Kraftvoll und komfortabel. Die Rassy segelt sehr temperamentvoll und stets kontrolliert, selbst groben Seegang steckt sie gut weg
Foto: YACHT/Ben Scheurer
Lotrechter Steven, breites Heck, zwei Ruderblätter: Die HR 340 ist alles andere als konservativ – und gerade deshalb eine der besten Fahrtenyachten, die Hallberg-Rassy je gebaut hat

Kurz vor der Öppet Varv genannten Bootsmesse ist der Werfthafen von Hallberg-Rassy in Ellös gut mit Yachten belegt. Das Gros der Boote misst 40 Fuß und mehr. Allein vom Topmodell HR 64 liegen vier Schiffe im Becken. Dazwischen, direkt unter dem Mastkran, wartet die frisch aufgeriggte 340 auf die Testcrew. Kaum länger als eine Stunde liegt die Bau­nummer 1 im Wasser.

Dunkelblauer Zierstreifen, deutlicher Deckssprung, teakbelegte Schanz, eine feste Scheibe und eine solide Scheuerleiste: Die klassischen HR-Attribute sind vorhanden, doch mit stattlichen 1,34 Meter Freibordhöhe am Bug und immerhin noch 1,15 Metern am Heck ist der Rumpf recht dominant. Und auch dem Aufbau sieht man an, dass unter Deck reichlich Stehhöhe vorhanden ist.

Gegenüber dem 13 Jahre lang gebauten Vorgängermodell HR 342 wirken die Rumpflinien mit lotrechtem Steven und dem breiten Heck geradezu radikal. Von einem Traditionsbetrieb mit dem Ruf, gediegene, aber auch konservative Fahrenyachten zu bauen, hätte man einen derartigen Designsprung nicht erwartet.


Die Konkurrenz

Comfortina 35: Schwedisch-deutscher Dauerbrenner, mit sportlicher Grundausrichtung. Der Entwurf stammt aus den neunziger Jahren.

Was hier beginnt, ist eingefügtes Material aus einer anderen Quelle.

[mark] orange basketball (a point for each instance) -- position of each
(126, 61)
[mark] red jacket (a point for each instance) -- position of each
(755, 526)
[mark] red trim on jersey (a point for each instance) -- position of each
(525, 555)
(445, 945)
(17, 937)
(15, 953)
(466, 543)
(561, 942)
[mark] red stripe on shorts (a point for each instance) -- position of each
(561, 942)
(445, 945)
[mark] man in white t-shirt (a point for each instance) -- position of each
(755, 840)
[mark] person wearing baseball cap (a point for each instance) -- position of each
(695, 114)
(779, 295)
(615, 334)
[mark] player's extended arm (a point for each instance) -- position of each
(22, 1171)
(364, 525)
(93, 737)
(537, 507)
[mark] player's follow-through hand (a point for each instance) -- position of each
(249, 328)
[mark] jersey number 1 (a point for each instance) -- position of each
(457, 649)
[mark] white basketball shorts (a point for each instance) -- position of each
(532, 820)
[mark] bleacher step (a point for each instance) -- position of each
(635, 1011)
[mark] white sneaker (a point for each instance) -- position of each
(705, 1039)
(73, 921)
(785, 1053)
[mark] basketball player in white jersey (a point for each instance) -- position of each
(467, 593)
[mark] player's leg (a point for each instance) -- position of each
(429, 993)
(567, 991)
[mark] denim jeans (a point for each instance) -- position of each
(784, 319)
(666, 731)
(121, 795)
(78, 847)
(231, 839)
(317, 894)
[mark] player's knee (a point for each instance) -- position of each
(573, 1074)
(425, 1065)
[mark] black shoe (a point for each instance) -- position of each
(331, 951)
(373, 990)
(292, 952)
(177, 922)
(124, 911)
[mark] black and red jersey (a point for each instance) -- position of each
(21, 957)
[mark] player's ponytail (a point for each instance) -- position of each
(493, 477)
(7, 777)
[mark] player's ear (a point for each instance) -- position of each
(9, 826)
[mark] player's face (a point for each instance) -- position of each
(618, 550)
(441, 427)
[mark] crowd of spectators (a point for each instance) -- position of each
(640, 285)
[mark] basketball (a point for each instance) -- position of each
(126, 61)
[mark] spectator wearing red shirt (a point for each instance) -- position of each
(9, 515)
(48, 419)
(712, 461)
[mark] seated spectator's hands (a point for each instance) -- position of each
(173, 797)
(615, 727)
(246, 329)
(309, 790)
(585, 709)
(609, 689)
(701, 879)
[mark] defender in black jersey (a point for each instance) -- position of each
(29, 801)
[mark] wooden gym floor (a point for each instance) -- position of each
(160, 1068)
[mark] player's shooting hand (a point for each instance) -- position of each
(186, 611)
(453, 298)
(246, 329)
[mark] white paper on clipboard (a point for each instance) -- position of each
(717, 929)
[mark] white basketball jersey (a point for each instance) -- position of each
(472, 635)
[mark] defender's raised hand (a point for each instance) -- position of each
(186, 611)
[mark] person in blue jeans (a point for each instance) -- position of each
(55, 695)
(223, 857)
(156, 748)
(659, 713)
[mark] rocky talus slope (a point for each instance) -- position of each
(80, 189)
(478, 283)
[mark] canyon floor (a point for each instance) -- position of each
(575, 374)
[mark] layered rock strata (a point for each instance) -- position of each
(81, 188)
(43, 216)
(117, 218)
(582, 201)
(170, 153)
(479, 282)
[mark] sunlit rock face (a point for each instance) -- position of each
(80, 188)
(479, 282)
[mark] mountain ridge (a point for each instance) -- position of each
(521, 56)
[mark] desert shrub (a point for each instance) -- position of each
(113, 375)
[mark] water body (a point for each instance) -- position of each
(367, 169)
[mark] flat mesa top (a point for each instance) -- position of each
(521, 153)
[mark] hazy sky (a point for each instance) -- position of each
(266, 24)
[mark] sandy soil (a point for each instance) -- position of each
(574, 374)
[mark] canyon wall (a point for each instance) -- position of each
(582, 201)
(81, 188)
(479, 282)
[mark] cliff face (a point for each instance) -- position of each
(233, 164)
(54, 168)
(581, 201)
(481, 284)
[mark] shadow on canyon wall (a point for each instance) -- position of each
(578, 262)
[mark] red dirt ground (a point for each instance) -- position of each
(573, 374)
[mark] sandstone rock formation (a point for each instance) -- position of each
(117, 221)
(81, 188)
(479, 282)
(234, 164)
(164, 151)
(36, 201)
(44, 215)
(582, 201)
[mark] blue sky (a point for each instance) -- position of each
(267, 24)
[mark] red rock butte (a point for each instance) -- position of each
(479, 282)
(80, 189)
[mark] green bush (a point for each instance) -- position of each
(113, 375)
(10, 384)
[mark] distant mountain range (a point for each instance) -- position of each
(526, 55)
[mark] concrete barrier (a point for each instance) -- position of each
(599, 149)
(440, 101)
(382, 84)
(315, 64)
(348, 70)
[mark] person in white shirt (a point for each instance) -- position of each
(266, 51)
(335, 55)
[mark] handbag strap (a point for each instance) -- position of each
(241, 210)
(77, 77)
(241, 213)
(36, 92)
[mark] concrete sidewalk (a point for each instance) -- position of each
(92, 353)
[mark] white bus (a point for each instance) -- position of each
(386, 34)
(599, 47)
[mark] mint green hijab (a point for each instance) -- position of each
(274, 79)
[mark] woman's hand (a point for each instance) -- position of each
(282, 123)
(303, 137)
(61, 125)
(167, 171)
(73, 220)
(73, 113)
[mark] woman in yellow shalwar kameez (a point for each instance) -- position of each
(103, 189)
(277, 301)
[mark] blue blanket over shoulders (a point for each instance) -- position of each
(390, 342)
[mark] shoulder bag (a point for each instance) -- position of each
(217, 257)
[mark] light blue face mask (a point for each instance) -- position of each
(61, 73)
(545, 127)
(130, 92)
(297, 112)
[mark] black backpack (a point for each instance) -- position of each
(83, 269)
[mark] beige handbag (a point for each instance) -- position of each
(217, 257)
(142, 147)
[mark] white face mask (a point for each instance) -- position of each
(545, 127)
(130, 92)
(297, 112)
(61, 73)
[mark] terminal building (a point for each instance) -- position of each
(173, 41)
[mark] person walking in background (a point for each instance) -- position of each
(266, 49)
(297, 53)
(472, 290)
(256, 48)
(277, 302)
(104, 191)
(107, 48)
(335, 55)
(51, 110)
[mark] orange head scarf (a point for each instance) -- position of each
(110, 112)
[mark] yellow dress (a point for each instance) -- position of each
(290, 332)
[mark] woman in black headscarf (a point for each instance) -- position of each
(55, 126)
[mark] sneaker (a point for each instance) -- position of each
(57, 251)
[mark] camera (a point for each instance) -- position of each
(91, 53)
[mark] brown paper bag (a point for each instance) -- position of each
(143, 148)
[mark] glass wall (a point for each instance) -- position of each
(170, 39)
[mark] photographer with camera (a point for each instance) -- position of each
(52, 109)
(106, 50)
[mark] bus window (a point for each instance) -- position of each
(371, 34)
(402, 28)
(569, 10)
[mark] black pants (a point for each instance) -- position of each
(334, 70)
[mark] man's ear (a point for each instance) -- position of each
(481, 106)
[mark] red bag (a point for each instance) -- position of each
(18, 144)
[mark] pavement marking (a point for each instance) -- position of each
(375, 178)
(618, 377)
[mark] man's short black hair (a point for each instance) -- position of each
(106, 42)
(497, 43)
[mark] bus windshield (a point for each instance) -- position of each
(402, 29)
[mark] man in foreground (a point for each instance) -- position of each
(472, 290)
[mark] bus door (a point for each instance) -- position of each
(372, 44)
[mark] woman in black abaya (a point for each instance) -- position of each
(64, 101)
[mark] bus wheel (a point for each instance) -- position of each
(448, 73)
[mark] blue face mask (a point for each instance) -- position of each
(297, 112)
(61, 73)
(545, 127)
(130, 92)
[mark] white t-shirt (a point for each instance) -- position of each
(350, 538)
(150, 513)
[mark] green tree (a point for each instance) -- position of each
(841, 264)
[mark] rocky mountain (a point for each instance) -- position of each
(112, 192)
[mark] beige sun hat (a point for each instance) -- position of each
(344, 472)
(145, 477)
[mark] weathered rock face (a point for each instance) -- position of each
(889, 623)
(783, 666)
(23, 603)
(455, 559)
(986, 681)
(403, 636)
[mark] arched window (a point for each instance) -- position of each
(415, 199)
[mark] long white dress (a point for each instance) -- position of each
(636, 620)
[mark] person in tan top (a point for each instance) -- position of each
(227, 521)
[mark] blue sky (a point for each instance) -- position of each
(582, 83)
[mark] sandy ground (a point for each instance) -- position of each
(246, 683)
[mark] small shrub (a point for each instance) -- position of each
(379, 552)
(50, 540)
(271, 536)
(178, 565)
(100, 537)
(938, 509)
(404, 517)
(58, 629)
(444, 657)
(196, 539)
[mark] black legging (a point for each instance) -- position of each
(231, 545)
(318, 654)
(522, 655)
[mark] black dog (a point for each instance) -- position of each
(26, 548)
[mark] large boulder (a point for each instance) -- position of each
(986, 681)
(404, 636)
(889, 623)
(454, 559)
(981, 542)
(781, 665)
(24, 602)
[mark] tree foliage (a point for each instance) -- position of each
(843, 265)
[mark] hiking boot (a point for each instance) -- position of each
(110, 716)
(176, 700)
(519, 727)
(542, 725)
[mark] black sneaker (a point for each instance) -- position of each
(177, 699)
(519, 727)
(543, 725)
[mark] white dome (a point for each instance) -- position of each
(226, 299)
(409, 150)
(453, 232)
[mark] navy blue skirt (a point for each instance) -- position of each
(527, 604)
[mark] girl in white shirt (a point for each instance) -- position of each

Beim Test 2007 konnte das Boot die Konkurrenz noch aussegeln
Foto: YACHT/N. Krauss

Natürlich hat Werftchef Magnus Rassy das Boot vor den Betriebsferien schon erprobt – doch dann kam es gleich wieder in die Halle. Daher hat die Rassy noch keine 50 Meilen im Kielwasser, geschweige denn blieb eine Crew über Nacht an Bord. Genau das sieht das Programm für die nächsten zwei Tage vor. Denn statt eines kurzen Schlags steht im Rahmen des YACHT-Toptests ein umfangreicher Fahrtentörn an – inklusive Übernachtung, Frühstück und Abendessen.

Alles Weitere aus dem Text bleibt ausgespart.